= Revocation of nobility =

Removal of noble status

Revocation of nobility is the removal of the noble status of a person.

That should be distinguished from the concept of dérogeance ("derogation" of nobility), which, for example, in the context of French history, led to removal of the privileges of nobility but not necessarily the right for nobility itself. In particular, the nobility of descendants was not automatically lost.

Nobility could be restored by the King's letter of rehabilitation (Lettre de réhabilitation).

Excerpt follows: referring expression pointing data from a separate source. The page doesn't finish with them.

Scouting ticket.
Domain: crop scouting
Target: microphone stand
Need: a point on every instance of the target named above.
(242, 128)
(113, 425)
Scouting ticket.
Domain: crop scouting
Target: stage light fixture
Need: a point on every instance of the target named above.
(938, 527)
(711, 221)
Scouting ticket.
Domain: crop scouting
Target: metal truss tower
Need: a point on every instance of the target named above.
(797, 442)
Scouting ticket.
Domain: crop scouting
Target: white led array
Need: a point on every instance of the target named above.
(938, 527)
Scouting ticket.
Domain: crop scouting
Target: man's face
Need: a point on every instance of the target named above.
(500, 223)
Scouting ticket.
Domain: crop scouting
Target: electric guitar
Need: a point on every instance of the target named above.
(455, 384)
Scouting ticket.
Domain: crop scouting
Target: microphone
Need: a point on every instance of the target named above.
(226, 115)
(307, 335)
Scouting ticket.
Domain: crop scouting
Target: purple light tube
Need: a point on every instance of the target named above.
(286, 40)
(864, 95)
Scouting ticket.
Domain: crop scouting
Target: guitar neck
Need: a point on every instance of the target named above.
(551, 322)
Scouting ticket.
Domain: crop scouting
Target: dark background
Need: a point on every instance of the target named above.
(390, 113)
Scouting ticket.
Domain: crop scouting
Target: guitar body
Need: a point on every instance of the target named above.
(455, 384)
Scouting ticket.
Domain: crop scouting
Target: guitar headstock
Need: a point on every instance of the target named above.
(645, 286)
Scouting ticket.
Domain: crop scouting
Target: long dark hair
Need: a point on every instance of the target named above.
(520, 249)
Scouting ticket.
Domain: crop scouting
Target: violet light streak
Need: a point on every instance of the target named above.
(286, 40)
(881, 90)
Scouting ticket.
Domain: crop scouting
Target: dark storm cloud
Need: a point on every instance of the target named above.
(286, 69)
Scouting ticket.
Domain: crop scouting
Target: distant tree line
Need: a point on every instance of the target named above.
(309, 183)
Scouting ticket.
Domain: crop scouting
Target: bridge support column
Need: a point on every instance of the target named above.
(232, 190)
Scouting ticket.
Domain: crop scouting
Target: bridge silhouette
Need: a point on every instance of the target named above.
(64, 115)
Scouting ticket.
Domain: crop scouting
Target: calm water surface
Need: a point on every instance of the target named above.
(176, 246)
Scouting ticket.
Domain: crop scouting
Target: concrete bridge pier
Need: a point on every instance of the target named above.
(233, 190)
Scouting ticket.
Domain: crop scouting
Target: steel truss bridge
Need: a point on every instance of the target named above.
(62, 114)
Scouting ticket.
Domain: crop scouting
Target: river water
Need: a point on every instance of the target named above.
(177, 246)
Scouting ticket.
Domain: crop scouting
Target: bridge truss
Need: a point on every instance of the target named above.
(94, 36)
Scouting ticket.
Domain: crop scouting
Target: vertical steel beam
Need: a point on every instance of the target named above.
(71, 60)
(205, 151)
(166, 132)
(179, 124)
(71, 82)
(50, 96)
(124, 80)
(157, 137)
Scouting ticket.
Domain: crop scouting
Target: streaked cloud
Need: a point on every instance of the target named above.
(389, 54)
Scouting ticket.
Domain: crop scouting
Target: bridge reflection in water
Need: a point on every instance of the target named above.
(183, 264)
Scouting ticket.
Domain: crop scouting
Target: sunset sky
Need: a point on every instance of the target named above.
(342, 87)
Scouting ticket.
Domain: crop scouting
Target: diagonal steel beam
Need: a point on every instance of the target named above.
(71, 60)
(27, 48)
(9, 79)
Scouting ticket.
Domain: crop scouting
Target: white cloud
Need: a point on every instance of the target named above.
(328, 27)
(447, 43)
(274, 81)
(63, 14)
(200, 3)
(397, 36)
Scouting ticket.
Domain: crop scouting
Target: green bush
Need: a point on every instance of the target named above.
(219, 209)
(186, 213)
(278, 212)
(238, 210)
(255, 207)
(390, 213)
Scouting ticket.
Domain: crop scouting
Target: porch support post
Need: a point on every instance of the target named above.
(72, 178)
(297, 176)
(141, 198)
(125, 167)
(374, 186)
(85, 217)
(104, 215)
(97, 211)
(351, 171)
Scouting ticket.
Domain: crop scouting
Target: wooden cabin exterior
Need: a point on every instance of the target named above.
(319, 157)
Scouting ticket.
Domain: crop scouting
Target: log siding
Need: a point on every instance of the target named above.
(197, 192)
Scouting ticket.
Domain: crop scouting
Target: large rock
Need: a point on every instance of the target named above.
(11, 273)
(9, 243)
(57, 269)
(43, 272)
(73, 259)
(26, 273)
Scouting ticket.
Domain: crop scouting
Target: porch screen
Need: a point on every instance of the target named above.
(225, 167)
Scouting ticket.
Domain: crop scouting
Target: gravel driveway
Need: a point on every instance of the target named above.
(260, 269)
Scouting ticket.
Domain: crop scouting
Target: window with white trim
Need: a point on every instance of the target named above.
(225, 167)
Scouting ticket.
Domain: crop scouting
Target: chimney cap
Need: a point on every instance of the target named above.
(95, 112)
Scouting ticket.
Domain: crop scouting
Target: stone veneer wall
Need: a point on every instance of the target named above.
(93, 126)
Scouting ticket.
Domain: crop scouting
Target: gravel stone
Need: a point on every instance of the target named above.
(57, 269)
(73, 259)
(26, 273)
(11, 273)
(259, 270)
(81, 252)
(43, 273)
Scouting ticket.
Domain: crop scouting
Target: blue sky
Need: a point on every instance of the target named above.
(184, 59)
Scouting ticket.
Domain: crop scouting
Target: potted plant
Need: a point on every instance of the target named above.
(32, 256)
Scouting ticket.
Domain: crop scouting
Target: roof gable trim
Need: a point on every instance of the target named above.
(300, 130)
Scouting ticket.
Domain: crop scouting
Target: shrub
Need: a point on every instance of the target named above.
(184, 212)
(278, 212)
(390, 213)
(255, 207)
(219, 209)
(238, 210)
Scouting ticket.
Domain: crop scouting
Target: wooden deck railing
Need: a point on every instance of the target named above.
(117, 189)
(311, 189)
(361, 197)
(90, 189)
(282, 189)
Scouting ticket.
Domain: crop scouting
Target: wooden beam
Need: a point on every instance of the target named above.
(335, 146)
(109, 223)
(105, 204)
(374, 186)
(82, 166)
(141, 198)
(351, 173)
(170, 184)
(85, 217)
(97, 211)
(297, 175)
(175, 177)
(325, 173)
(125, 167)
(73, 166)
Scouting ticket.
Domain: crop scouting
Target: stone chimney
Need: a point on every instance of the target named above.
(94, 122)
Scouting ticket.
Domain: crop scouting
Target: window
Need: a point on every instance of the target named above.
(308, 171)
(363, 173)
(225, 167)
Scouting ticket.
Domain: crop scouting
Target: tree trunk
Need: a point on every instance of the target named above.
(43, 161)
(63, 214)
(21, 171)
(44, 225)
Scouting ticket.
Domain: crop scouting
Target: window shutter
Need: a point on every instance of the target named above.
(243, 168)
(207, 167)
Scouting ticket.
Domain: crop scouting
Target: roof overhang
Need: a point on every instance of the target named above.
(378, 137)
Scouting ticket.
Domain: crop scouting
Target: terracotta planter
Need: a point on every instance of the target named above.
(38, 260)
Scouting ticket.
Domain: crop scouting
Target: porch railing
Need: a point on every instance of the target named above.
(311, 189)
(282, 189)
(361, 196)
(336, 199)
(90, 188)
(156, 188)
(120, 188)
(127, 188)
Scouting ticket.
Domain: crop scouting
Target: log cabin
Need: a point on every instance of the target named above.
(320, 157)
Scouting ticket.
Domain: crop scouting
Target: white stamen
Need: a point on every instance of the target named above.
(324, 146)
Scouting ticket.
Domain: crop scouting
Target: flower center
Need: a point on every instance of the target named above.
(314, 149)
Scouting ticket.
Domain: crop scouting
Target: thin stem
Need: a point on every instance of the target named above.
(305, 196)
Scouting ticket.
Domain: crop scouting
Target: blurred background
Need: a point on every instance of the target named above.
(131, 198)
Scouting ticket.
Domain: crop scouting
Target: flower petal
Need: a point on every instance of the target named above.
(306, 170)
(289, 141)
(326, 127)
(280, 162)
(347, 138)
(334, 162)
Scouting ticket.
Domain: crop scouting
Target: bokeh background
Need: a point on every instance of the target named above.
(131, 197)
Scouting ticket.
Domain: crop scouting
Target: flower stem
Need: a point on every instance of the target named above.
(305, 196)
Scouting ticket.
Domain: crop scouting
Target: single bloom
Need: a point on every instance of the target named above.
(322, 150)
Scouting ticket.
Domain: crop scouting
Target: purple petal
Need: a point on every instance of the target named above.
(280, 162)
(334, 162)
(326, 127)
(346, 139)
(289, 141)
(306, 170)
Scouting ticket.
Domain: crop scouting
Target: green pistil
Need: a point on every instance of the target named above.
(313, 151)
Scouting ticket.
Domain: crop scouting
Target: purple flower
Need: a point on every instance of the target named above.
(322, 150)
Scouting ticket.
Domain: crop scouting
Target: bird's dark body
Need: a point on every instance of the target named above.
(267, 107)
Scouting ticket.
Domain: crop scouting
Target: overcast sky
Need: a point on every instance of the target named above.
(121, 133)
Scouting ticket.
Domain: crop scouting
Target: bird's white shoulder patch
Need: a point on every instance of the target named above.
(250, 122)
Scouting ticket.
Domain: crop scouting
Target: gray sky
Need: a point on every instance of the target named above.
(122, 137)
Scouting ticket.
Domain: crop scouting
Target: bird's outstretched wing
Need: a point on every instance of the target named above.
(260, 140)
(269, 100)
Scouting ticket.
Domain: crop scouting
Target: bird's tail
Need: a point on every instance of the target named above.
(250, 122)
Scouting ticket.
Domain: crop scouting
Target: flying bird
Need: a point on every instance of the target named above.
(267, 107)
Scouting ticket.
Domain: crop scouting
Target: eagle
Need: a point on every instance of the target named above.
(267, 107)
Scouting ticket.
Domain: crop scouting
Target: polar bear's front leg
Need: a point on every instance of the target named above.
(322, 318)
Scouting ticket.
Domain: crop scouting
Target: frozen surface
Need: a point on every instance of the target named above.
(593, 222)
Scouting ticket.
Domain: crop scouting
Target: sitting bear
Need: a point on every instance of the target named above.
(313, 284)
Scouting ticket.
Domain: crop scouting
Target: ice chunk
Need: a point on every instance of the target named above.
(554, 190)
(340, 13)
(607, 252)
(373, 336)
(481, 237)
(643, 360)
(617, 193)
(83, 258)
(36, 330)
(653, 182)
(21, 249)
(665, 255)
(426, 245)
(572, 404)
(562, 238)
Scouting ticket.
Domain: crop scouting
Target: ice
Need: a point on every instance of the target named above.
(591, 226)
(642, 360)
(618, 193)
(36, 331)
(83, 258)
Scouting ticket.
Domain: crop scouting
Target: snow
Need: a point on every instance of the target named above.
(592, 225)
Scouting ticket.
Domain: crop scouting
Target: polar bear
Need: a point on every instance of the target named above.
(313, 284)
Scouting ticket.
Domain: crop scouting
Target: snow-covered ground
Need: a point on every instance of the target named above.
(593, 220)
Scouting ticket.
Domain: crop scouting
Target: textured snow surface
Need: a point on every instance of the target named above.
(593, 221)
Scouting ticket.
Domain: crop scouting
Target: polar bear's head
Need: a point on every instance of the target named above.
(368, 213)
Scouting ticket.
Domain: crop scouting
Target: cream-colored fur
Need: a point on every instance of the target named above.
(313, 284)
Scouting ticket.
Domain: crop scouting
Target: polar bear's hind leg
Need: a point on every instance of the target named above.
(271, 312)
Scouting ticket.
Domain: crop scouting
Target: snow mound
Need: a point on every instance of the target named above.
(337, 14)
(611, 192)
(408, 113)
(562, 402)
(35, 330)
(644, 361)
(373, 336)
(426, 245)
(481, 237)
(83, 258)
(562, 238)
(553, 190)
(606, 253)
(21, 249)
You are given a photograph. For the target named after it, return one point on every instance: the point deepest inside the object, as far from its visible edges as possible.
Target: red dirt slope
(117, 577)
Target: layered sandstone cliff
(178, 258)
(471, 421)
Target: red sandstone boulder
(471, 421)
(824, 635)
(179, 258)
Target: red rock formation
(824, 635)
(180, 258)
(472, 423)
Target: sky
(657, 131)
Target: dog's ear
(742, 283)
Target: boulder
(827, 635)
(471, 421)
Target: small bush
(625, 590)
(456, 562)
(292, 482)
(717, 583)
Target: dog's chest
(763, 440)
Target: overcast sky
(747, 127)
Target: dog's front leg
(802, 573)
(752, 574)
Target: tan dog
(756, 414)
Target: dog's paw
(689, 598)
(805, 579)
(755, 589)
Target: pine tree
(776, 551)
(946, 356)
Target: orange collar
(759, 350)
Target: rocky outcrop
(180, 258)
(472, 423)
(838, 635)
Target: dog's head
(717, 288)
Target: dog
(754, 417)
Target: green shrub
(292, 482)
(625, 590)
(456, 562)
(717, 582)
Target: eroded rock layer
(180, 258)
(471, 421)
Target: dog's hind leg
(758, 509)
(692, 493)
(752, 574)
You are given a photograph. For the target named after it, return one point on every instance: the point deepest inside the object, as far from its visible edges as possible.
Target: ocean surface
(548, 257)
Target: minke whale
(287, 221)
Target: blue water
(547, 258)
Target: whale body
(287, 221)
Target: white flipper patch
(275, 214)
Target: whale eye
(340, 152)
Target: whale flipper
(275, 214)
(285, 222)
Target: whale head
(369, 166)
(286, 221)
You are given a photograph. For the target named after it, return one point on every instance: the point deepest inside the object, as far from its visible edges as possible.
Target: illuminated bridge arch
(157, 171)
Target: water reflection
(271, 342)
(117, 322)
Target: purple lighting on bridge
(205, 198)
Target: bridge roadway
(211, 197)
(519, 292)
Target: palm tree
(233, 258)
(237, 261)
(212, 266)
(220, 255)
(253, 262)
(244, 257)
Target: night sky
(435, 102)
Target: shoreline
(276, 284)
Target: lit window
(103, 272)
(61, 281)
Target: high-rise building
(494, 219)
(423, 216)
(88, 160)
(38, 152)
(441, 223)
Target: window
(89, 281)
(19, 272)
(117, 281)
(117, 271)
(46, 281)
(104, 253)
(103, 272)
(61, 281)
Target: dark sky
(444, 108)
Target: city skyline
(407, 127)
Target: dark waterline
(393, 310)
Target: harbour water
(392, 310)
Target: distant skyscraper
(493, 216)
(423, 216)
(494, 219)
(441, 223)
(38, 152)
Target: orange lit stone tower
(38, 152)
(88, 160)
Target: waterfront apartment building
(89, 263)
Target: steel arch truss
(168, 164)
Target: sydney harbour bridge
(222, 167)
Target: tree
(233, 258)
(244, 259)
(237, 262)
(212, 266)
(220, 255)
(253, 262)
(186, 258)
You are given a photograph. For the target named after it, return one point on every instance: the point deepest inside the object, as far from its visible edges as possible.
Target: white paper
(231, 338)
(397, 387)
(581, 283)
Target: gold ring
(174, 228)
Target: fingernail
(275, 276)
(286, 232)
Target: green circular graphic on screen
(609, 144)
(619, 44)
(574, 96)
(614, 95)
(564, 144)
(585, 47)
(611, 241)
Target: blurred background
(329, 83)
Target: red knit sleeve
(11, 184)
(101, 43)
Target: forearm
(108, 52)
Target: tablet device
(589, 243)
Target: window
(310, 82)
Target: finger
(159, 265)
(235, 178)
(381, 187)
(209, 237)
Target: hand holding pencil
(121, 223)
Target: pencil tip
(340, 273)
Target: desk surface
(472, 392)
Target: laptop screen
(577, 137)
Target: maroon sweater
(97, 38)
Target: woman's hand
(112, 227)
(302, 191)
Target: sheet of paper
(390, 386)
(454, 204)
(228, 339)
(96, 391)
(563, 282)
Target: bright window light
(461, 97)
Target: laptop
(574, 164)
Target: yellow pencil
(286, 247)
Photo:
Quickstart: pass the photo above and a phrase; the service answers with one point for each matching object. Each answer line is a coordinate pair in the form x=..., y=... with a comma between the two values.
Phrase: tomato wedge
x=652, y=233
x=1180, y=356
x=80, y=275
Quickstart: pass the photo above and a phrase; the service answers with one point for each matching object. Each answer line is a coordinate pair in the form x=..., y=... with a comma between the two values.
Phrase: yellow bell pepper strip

Since nobility was exempted from taxes, especially the taille, many usurped the appearances of nobility, which could continue across generations. Therefore, in France there was a special establishment "Grand Inquiry into Nobility" Grande enquête sur la noblesse, which was in force from 1666 to 1727. That was accompanied by various edicts which declared certain elements of the outfit (heraldry, armaments, decorations, etc.) to be permitted only for nobility. Revocation of usurped nobility was accompanied with heavy fines.

In addition to real usurpation, inquiries were made into hereditary nobility. Unless the nobility was given by a Letter of Ennoblement, according to Grande enquête one had to prove that at least four generations of his ancestors enjoyed the noble status.

In Poland, the practice of nagana szlachectwa was questioning the nobility by any accuser.